Frigorífico General Pico despidió a 194 empleados y paralizó sus plantas en La Pampa

La empresa de Ernesto “Tito” Lowenstein, creador de la marca Paty, ejecutó 194 despidos, frenó la actividad en sus tres plantas y acumula deudas por $34.000 millones. Los trabajadores denuncian falta de pago de indemnizaciones y advierten un fuerte impacto social en localidades clave de la provincia.

El frigorífico General Pico, propiedad de Ernesto Lowenstein —empresario reconocido por haber creado la marca Paty— paralizó sus establecimientos ubicados en Trenel, General Pico y Arata, en la provincia de La Pampa, en medio de una crisis financiera que derivó en despidos masivos y la interrupción de la producción.

¿Por qué el frigorífico General Pico despidió a casi 200 trabajadores?
La firma arrastra una deuda estimada en $34.000 millones, de los cuales $22.000 millones corresponden a bancos públicos. A esto se suma un desplome en su nivel de actividad: de faenar hasta 600 cabezas diarias para el mercado interno pasó a menos de 50 en los últimos meses.

El deterioro financiero también se refleja en más de 1.000 cheques rechazados por más de $12.000 millones, vinculados a pagos a proveedores de hacienda y servicios. El escenario terminó por hacer inviable la continuidad operativa en sus condiciones actuales.

¿Qué pasó con el suministro eléctrico y el procedimiento preventivo de crisis?
Según informó El Diario de La Pampa, la cooperativa eléctrica suspendió el servicio por falta de pago, lo que agravó el parate productivo.

En enero, la empresa solicitó un procedimiento preventivo de crisis, pero no fue homologado y venció el 31 de ese mes. En ese marco, la parte empresaria argumentó que no contaba con fondos para afrontar salarios y propuso abonar $500.000 por empleado, una cifra considerada insuficiente por los trabajadores.

Semanas después, la situación desembocó en los 194 despidos y la paralización total de las plantas.

¿Qué reclaman los trabajadores despedidos?

Este viernes, un grupo reducido de empleados realizó una asamblea frente a la planta de Trenel para definir medidas de reclamo. Allí exigieron el pago inmediato de las indemnizaciones, que —según denunciaron— debían haberse abonado días atrás.

“Somos 79 familias de Trenel y, en un pueblo de 7 mil habitantes, es mucho”, señalaron, al describir el impacto directo en la comunidad.

Los ex empleados también cuestionaron la falta de información oficial y apuntaron tanto contra la empresa como contra el gremio por la ausencia de acompañamiento durante el conflicto.

¿La empresa sigue operando pese a la crisis?

Uno de los puntos que generó mayor malestar es que, según denunciaron los trabajadores, algunos sectores continuarían activos.

Aseguran que personal de mantenimiento sigue trabajando, que el área de recursos humanos permanece en funciones y que incluso habría salido un camión con menudencias desde una de las plantas.

“Nos dicen que están en crisis, pero siguen operando”, expresaron, lo que alimenta la incertidumbre sobre la verdadera situación financiera de la firma.

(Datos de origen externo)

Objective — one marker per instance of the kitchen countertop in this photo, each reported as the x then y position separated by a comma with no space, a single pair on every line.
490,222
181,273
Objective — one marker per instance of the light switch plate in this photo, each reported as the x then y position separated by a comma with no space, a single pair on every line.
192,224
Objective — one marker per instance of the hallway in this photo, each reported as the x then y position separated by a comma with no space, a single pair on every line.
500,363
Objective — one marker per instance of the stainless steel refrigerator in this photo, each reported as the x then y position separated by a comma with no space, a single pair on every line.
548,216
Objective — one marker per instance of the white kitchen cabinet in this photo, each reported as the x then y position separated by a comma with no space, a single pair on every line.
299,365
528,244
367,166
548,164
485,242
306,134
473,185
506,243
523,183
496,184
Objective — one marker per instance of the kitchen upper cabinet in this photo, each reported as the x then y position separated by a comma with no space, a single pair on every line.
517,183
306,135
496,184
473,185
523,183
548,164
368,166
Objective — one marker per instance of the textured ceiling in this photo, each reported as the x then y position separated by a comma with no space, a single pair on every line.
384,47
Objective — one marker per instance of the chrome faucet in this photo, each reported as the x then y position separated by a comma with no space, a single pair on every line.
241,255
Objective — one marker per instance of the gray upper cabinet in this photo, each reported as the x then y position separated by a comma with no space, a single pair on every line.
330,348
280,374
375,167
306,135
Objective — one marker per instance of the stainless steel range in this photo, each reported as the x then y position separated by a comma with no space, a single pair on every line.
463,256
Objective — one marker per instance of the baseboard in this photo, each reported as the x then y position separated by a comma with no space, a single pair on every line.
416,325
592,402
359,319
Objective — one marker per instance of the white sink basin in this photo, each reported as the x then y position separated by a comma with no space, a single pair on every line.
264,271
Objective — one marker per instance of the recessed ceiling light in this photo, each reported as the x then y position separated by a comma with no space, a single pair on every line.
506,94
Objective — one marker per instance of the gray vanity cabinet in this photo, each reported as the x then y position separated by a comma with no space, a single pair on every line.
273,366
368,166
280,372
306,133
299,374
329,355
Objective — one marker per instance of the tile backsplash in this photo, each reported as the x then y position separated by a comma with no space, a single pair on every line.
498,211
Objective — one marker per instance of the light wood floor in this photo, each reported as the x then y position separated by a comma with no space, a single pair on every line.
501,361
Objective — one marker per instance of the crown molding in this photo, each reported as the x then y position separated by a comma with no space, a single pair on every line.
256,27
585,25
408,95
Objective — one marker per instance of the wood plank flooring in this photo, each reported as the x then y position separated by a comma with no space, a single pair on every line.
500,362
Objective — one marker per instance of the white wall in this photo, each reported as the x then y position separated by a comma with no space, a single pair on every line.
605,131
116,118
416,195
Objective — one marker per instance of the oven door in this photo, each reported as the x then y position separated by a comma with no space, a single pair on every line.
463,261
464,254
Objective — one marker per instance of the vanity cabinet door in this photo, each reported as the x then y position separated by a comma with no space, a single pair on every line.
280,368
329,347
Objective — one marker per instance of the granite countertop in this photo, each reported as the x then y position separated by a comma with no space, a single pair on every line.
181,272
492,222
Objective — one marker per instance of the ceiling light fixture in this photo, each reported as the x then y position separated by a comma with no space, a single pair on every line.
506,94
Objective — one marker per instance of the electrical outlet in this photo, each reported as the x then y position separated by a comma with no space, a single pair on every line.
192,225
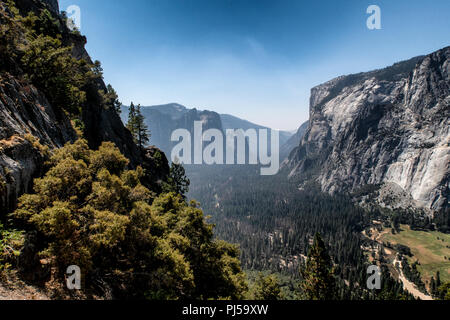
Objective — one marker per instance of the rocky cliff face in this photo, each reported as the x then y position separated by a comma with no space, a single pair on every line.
388,127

¿Cómo impacta esta crisis en La Pampa?

El cierre de las plantas no solo afecta a los casi 200 despedidos, sino también a proveedores, transportistas y comercios que dependen de la actividad frigorífica en la región.

En localidades pequeñas como Trenel, donde decenas de familias quedaron sin ingresos de manera repentina, el efecto económico y social es inmediato. La caída de uno de los principales empleadores privados de la zona profundiza la preocupación por el futuro laboral en el norte pampeano.

Mientras tanto, el conflicto sigue abierto y crecen las expectativas sobre posibles intervenciones o negociaciones que permitan destrabar una situación que ya impacta de lleno en la economía local.